Copying system to new drive - pagefile problem

A

Alex Rast

I'm trying to move my installation over to a new, higher-capacity drive. So I:

Put the new drive in as a slave drive on the same IDE channel.
Partitioned the drive using Disk Manager in the old system.
Assigned drive letters to the new partitions
Booted into a second, bare-bones Win2K installation on the old drive.
Copied over the boot partition of the main Win2K installation on the old drive
onto the corresponding partition on the new drive.
Ran Win2K install to create the MBR on the new drive (I didn't install Win2K
itself over the copied Win2K installation.

Here's the problem. The copied Win2K installation boots, but at login it claims
that I have too small of a pagefile and then unceremoniously logs me
immediately out again. Looking at previous threads, the suggestion is that this
is generally caused by not giving system all rights to the %systemroot% drive.
I therefore made very sure to assign it explicit permissions, recopied, and
tried again. Still no luck.

Meanwhile the bare-bones Win2K system on the old drive I also managed to copy
onto the new drive and it boots without problems. So there's something else not
right with the main Win2K copy. Can anyone tell me what else might be wrong?
What do I need to do to get the main copy over successfully and boot?
Reinstalling the operating system is not an option.
 
P

Pegasus \(MVP\)

Alex Rast said:
I'm trying to move my installation over to a new, higher-capacity drive. So I:

Put the new drive in as a slave drive on the same IDE channel.
Partitioned the drive using Disk Manager in the old system.
Assigned drive letters to the new partitions
Booted into a second, bare-bones Win2K installation on the old drive.
Copied over the boot partition of the main Win2K installation on the old drive
onto the corresponding partition on the new drive.
Ran Win2K install to create the MBR on the new drive (I didn't install Win2K
itself over the copied Win2K installation.

Here's the problem. The copied Win2K installation boots, but at login it claims
that I have too small of a pagefile and then unceremoniously logs me
immediately out again. Looking at previous threads, the suggestion is that this
is generally caused by not giving system all rights to the %systemroot% drive.
I therefore made very sure to assign it explicit permissions, recopied, and
tried again. Still no luck.

Meanwhile the bare-bones Win2K system on the old drive I also managed to copy
onto the new drive and it boots without problems. So there's something else not
right with the main Win2K copy. Can anyone tell me what else might be wrong?
What do I need to do to get the main copy over successfully and boot?
Reinstalling the operating system is not an option.

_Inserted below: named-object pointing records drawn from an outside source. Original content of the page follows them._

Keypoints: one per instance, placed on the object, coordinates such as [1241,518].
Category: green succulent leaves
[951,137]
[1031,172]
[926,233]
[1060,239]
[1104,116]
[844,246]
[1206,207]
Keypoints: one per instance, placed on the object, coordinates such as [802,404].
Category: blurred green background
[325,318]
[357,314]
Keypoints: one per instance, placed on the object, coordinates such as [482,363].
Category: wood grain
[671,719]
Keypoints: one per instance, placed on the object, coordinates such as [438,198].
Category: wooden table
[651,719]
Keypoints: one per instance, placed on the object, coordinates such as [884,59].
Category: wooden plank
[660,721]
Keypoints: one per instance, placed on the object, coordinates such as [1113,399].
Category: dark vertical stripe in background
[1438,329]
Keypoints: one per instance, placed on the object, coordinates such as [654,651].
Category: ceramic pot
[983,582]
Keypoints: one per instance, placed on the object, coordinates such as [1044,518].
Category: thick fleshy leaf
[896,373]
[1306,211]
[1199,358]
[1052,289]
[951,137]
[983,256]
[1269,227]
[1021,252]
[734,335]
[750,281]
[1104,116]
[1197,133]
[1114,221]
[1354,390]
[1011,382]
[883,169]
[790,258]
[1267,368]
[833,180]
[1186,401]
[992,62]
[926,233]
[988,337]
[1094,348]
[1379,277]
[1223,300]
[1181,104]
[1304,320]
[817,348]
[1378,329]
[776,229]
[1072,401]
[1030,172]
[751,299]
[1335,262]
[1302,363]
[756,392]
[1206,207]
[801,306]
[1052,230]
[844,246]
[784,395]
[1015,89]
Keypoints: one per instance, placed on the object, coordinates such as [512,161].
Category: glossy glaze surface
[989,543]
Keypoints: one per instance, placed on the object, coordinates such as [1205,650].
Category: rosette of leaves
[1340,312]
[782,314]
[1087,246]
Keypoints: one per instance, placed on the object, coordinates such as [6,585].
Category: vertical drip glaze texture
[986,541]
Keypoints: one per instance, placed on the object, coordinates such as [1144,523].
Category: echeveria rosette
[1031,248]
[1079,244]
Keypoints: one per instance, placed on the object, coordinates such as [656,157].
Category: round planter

The cause of your problem is quite simple: When you moved
Windows to the new disk, your drive letters got jumbled up.
Windows is now running off drive E: (for example) when
it really should run off drive C:.

The cure depends on your facilities:
- Is the problem machine networked?
- Can you temporarily install the problem disk as a slave
disk in some other Win2000/XP PC?

About "reinstalling the system" not being an option: If this
is the case then you should seriously consider purchasing
an imaging product (Acronis, PQMagic) and take a snapshot
of your system. If you don't protect your investment then
you'll lose it sooner or later.
 
A

Alex Rast

at Mon, 11 Apr 2005 09:45:33 GMT in
[email protected] (Pegasus (MVP)) said:
The cause of your problem is quite simple: When you moved
Windows to the new disk, your drive letters got jumbled up.
Windows is now running off drive E: (for example) when
it really should run off drive C:.

Yes, I determined that last night. Even at the time I was assigning drive
letters I was suspicious something like that might arise. However, I
hoped Microsoft wouldn't be that stupid. It appears that they've got it
set up so that drive letters are assigned to the specific physical drive
as opposed to the device number off the bus (SCSI or IDE or whatever you
happen to have).

The way they should have set it up is so that the letter
is assigned to partition x on device number y, so that it isn't tied to a
physical drive as such. Then when you copied over to a new drive, once you
pulled out the old drive, it would occupy the device number the old drive
had had, so that the drive letter would map to the partition specified on
the old drive. In fact, I don't think *any* configuration or settings should
be tied to a specific physical instance of a piece of hardware, because then
if that piece of hardware should fail, you could run into difficulties.
That's just the most obvious shortcoming, and there are many others.
The cure depends on your facilities:

I actually did manage to fix it last night. What I did is hack the registry.
Drive letter assignments are in HKLM\SYSTEM\MountedDevices. You just edit
the lines \DosDevices\<drive_letter>: so that their values match the
corresponding value for the drive you wantin the \??\Volume{<vol_number>}
entries. This you can do as long as you have a second barebones install
of Win2K on the drive that will boot. Or you can do it with the old drive
in place, editing the registry on the new drive. Anyway, what you do is run
RegEdt32, choose Load Hive, load the system hive on the new drive into some
key (you can call it anything you want) and then edit the MountedDevices
value entries. Then unload the hive, take out your old drive, and reboot
(or reboot into your main Win2K install if you're doing this from the barebones
install on the new drive). Then the system will boot. Silly, but whatever.
About "reinstalling the system" not being an option: If this
is the case then you should seriously consider purchasing
an imaging product (Acronis, PQMagic) and take a snapshot
of your system. If you don't protect your investment then
you'll lose it sooner or later.

Well, now that I've got the methodology I have an easy way of copying a drive.
My honest experience with drive imaging or copying software is that although
it generally works OK, it's often pretty idiosyncratic and frequently doesn't
give you full flexibility in how you set up your new drive. Often times
in addition they don't work when new drive standards come out, a frequent
occurrence it seems these days, with newer, bigger capacities. (which seems
to me like a failure of drive standardisation committees. Why can't they
realise that it's necessary to design a standard that is valid for *infinite*
drive capacity, bus width, data speed, etc...?)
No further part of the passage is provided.